Bolivia's President, Carlos Mesa, is listening. A 50-year-old historian and former broadcast journalist, he rose from the vice-presidency last October when the protests forced President Gonzalo S?nchez de Lozada to flee the country. In an effort to quell unrest, Mesa is staging the referendum to ask Bolivians if the country's hydrocarbons law should be rewritten to nearly triple royalties paid by multinational companies and restore government control over exports. "Investors must understand that a poor country is waiting for benefits to reach people's pockets and improve their lives," Mesa told BusinessWeek.

Bolivia is a perfect example of how hard it is to cure endemic poverty with free markets. The country was plagued by instability and brutal military regimes for years before returning to democracy in 1982. Then it was hit by 25,000% hyperinflation in 1985. Drastic reforms followed, including privatization of many state companies. But by far the most controversial measure came with the 1996 hydrocarbons law, which handed 40-year gas concessions to multinational corporations. The companies pumped nearly $3.8 billion into exploration from 1996 to 2002, finding immense gas deposits that multiplied Bolivia's proven and probable reserves nearly ninefold, to 52 trillion cubic feet.

Suddenly, Bolivians learned they were a gas-rich country. But as the years passed they didn't feel any richer; indeed pension reform socked the government with costs that gobble up 5% of GDP annually, reducing money for education and health care. When demonstrations began breaking out in 2003, protesters complained that oil companies were paying rock-bottom taxes because the hydrocarbons law slashed royalties from 50% to 18% and allowed them accelerated depreciation of their investment expenditure. "It wasn't necessary for us to have a hydrocarbons law that practically handed over our resources to investors on a tray," Mesa says. "It could have been done in a more balanced way."

Even if the referendum raising royalties passes -- and it has overwhelming support -- it won't be enough to satisfy the most radical protesters. They want outright renationalization of the gas industry. Mesa says he won't back that solution, but he plans to reassert government control over future gas finds, raise taxes on foreign companies, and find ways to process gas into higher value-added products before exporting it. A new hydrocarbons bill is under discussion in Congress. Mesa is hoping the referendum will give Congress a mandate to pass the law, ending unrest.

LOOKING FOR COMPROMISE

In the meantime, though, the political heat is so high that oil majors have had trouble convincing Bolivians that they've invested as much as they have. "There's an idea in the country that the multinationals in this sector are like the devil, that they are taking away resources without leaving any benefits behind. That's totally false," says Julio Gavito, president of Repsol YPF's Bolivia subsidiary. He notes that Repsol invested $823 million from 1996 through 2003. In that time, he adds, the company earned $102 million in profits while paying $745 million in royalties and taxes.

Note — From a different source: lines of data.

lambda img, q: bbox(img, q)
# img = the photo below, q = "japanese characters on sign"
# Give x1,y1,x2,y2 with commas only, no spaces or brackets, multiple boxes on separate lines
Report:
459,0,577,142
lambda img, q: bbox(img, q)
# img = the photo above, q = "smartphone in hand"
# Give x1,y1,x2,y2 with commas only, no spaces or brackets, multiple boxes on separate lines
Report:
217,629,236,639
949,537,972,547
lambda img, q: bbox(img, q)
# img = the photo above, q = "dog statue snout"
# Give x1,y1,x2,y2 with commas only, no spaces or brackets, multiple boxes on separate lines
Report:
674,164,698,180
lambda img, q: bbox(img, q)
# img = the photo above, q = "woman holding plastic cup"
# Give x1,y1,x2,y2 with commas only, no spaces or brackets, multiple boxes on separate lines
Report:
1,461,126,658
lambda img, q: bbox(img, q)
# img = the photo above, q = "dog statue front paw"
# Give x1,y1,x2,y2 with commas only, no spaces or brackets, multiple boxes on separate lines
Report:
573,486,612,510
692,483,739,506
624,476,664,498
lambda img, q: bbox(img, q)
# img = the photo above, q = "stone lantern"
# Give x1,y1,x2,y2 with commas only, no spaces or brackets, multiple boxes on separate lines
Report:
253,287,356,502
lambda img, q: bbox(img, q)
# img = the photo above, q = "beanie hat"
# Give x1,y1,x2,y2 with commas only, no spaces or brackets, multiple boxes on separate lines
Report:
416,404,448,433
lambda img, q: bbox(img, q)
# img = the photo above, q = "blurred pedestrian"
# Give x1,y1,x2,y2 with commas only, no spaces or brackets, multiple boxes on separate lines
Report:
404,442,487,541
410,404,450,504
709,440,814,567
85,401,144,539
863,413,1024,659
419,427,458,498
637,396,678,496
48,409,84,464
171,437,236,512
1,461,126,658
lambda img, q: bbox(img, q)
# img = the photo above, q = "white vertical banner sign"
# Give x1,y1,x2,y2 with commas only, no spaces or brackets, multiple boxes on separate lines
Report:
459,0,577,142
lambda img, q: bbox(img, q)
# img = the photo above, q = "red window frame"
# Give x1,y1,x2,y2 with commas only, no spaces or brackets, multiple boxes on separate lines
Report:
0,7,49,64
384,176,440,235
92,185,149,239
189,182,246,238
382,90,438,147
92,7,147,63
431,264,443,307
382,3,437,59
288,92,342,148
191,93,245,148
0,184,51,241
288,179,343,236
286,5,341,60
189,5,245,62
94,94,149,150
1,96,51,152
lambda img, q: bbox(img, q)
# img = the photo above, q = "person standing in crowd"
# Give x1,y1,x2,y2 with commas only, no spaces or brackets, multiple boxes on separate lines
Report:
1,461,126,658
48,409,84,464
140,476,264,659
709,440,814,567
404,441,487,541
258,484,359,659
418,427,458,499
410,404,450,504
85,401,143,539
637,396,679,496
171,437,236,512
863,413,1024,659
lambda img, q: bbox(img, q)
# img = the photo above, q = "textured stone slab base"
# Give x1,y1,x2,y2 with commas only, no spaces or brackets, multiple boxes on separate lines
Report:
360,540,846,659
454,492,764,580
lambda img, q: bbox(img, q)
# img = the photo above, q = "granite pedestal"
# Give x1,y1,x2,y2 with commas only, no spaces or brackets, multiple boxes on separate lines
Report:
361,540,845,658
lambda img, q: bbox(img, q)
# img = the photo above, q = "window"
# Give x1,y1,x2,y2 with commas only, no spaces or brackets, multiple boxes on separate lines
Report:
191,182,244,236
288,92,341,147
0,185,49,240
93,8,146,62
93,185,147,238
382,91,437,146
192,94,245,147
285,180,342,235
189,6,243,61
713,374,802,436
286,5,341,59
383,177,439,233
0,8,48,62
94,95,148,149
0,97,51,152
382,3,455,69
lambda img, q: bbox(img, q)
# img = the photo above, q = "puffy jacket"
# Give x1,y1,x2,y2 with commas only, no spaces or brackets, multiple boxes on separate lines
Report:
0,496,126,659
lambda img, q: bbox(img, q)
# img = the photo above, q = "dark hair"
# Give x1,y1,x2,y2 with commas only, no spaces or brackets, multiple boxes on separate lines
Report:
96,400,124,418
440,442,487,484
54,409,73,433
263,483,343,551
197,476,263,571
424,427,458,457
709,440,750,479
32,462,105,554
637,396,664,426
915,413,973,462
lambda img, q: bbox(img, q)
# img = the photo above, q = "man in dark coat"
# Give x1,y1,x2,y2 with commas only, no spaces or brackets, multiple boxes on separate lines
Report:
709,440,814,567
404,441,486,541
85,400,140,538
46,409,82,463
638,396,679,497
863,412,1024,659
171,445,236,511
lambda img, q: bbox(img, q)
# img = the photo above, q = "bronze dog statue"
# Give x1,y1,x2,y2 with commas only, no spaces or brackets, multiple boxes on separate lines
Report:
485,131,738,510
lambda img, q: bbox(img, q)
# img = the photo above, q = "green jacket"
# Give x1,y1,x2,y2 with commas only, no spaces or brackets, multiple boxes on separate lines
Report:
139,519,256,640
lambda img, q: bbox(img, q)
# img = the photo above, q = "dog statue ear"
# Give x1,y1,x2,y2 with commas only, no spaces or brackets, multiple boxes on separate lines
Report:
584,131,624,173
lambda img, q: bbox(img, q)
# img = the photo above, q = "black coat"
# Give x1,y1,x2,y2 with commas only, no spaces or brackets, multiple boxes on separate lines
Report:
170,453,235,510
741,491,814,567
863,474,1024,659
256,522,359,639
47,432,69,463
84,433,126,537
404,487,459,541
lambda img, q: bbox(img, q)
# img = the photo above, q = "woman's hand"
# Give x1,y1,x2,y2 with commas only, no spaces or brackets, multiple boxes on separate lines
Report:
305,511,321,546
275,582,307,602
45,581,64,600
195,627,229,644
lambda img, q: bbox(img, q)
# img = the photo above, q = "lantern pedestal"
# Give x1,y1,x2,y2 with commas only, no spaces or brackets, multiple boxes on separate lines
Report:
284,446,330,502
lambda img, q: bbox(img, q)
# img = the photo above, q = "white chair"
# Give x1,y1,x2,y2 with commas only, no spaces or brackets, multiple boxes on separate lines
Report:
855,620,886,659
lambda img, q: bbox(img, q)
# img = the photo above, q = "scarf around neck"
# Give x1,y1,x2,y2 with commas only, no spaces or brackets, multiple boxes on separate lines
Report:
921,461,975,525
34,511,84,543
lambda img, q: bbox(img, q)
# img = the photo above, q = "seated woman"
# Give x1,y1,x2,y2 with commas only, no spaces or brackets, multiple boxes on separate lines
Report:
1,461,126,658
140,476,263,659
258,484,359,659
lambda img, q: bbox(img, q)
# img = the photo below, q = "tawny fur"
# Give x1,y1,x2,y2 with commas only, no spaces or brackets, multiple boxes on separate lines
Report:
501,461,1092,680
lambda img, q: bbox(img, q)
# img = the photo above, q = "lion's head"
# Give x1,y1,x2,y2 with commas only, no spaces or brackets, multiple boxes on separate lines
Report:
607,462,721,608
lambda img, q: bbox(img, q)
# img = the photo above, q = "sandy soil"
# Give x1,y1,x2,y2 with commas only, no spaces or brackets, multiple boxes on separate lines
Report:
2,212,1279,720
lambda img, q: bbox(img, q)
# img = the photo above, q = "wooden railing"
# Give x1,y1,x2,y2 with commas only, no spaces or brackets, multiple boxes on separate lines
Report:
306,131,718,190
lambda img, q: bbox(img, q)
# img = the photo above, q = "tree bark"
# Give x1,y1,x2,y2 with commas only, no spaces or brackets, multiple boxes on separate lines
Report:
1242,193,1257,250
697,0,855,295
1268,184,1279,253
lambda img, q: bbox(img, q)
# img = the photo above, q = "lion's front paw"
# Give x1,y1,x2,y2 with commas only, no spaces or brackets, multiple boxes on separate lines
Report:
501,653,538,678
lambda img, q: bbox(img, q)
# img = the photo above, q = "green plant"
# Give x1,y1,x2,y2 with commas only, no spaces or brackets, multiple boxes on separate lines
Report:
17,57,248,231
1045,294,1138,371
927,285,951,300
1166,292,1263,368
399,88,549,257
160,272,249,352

Mesa's best hope to maintain peace is a compromise with the companies -- after voters air their views in the referendum. One idea is a new surtax on production that would rise each year until the sum of royalties plus the surtax would equal 50%. But if the nationalists don't think Mesa is tough enough on the companies, they will continue to use the gas concessions as a rallying point -- and more violence could ensue.

The U.S. wants to avoid such unrest, too. For the past 20 years, Washington's policy toward Bolivia has been focused almost exclusively on eliminating the cultivation of coca leaves, which are the raw material for cocaine. Now, the U.S. is boosting its $150 million annual aid program to include nearly $5 million in emergency work programs to help rebuild parts of the sprawling slum where the biggest protests occurred.

But it will take more than increased foreign aid and higher royalties to solve Bolivia's problems. Much is riding on Mesa's ability to balance the demands of poor Bolivians against the reality of globalization.